Stefano Masetti è uno degli chef che fa parte della scuderia di Otto in Cucina dove ha tenuto e tiene diversi corsi particolari come quello sui cereali, sul miele, sulla "Cucina agrodolce" e "Non il solito pesto".
Noi lo chiamiamo "lo chef alternativo" per lo stile di insegnamento e per l’originalità delle ricette proposte. Il suo marchio di fabbrica, infatti, è quello di creare un ambiente rilassante durante la lezione attraverso lo stile pacato e un piacevole sottofondo musicale, durante il quale è molto prodigo di consigli e spiegazioni sulla versatilità delle tecniche culinarie, aprendo così dialoghi e conversazioni con gli allievi.
Origini ferraresi, attento professionista, lunga esperienza e passione per ingredienti semplici e genuini. Per Masetti la cucina, prima di diventare il lavoro della sua vita, è stata una necessità e un mezzo per mantenersi in un Paese lontano dall’Italia. Racconta, infatti, che durante uno dei suoi viaggi all’estero, decise di prolungare il soggiorno e dovette lavorare in ristoranti italiani, pulendo verdure e facendo altri lavori umili.
Tornato in Italia, frequenta il corso serale presso l’Istituto alberghiero di Ferrara ma poi consegue il diploma all'IPSAR di Cervia dove, intanto, si è trasferito per lavorare come cuoco in un noto ristorante locale. In questi anni, tra studio e pratica, la cucina diventa il lavoro della sua vita e, con il tempo, si arricchisce con stage formativi, ricerca e studio di testi, con fiere di settore ma - soprattutto - lavorando in diversi ristoranti a contatto con chef e i colleghi.
«Per me - afferma Masetti – accanto alla tecnica professionale ed alla conoscenza dei 5 gusti fondamentali, è necessario creare una sinergia con tutti i produttori e fornitori di prodotti enogastronomici della zona in cui lavoriamo. Il risultato è una cucina identitaria, che racconti le tradizioni e le unicità di quella gente».
Il confine tra tradizione ed innovazione in cucina, per Stefano, è molto stretto perché, anche se ritiene che si possa innovare adoperando macchinari altamente tecnologici o investendo nella formazione delle risorse umane, non si fa altro che tramandare qualcosa che già esiste e che viene solo presentato in modo diverso, accorciando i tempi di esecuzione.

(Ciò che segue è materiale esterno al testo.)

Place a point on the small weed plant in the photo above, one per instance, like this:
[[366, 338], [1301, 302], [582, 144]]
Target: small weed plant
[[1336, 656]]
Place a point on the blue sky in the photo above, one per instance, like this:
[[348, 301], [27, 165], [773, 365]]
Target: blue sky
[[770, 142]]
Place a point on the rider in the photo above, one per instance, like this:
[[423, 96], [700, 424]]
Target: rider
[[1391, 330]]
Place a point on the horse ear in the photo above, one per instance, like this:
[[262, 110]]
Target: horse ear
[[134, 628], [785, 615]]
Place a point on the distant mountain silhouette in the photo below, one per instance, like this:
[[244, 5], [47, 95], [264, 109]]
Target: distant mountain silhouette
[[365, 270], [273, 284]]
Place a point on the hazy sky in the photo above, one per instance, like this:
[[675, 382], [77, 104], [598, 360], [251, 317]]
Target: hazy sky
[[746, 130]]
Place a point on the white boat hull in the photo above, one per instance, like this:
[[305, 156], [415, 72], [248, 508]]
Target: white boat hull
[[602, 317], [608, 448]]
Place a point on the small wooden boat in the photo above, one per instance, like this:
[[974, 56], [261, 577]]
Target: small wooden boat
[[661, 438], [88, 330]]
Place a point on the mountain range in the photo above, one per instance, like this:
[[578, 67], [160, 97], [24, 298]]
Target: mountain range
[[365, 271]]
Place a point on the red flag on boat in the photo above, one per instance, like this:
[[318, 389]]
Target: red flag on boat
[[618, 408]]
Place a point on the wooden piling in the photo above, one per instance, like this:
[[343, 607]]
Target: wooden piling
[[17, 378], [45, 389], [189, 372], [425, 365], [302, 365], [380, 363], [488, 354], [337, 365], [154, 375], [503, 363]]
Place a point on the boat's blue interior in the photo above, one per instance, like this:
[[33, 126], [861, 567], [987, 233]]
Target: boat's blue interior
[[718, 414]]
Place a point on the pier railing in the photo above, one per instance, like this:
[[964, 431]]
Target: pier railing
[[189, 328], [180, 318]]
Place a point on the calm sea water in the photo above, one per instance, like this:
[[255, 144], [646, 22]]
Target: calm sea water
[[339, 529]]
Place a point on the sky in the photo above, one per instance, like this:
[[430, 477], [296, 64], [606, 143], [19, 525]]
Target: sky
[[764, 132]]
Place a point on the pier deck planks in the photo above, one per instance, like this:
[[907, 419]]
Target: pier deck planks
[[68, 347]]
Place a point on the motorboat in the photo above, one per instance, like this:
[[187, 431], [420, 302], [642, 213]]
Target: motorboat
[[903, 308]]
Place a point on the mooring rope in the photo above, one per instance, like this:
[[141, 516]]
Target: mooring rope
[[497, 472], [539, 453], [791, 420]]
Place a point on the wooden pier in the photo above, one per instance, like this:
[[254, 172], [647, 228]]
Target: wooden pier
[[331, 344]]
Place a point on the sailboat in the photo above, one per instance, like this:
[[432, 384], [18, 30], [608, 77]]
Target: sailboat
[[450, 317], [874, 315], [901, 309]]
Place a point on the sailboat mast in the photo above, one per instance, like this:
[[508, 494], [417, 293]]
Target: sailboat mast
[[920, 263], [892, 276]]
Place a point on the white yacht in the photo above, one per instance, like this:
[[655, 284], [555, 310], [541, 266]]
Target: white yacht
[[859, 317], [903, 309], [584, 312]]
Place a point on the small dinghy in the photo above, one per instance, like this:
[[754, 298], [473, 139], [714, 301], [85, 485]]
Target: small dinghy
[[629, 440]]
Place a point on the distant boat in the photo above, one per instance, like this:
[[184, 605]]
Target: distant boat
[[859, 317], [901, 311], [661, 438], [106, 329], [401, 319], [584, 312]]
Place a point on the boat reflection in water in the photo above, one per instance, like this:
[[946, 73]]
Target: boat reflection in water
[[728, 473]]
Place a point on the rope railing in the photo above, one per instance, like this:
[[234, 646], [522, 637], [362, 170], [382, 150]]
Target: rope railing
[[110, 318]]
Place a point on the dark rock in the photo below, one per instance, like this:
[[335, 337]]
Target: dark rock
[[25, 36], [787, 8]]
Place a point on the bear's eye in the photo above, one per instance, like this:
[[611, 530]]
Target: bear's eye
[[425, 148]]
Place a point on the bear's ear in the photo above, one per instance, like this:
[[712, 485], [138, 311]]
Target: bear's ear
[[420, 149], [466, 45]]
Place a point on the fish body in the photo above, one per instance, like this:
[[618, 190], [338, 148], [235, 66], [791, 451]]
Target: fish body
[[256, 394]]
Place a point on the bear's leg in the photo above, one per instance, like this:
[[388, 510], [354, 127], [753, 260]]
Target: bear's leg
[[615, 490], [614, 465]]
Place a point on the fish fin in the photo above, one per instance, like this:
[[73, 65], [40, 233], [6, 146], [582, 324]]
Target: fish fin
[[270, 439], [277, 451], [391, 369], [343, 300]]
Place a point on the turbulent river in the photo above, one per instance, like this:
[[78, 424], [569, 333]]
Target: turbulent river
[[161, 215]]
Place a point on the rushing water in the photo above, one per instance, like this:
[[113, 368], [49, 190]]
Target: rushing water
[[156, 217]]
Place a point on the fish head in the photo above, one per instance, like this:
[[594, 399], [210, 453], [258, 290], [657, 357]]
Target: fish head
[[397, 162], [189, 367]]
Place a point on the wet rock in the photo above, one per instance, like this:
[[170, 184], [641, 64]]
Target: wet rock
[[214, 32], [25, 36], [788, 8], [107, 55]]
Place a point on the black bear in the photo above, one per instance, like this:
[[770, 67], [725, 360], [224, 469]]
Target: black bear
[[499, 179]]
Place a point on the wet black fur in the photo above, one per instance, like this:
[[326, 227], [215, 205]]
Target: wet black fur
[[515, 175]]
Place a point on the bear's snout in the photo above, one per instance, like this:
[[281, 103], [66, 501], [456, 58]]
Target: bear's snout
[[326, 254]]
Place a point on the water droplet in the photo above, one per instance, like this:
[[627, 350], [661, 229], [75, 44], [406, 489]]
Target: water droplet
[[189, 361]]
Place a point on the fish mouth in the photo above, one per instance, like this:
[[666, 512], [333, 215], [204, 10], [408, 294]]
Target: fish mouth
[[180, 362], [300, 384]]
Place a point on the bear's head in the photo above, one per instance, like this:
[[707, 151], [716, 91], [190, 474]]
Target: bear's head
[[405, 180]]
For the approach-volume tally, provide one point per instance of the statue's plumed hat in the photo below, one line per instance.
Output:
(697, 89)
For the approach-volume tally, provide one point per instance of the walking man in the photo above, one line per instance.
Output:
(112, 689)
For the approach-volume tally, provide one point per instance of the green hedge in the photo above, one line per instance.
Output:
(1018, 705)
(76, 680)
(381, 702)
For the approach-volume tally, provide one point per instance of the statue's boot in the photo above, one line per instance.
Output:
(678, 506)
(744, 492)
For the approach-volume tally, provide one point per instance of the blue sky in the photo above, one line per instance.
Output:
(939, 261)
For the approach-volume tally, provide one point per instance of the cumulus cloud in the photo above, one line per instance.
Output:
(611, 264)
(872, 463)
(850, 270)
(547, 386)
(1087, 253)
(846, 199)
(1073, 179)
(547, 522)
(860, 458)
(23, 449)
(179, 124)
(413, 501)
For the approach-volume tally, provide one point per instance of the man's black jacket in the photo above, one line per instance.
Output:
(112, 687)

Gli stessi ingredienti tipici della sua cucina non sono prodotti stravaganti ma è abituato a lavorare con una dispensa molto esigua in cui non mancano mai elementi semplici come l’aceto di vino, il miele e la farina. Il resto lo compiono il talento e la vena creativa del cuoco.
Gli abbiamo chiesto quali sono le doti che deve avere un bravo chef e cosa consiglia ai giovani che vogliono intraprendere questo lavoro. «Sicuramente – dice – è necessaria una spiccata sensibilità, una sana pazzia e molta fantasia. Poi mettiamoci un pò di coraggio nell'armeggiare con fuoco, temperature e coltelli affilati e la consapevolezza che, mentre tu fai tutto questo, gli altri amici si divertono. L’unico consiglio che potrei dare è quello di non diventare chef a meno che non lo si abbia come vocazione».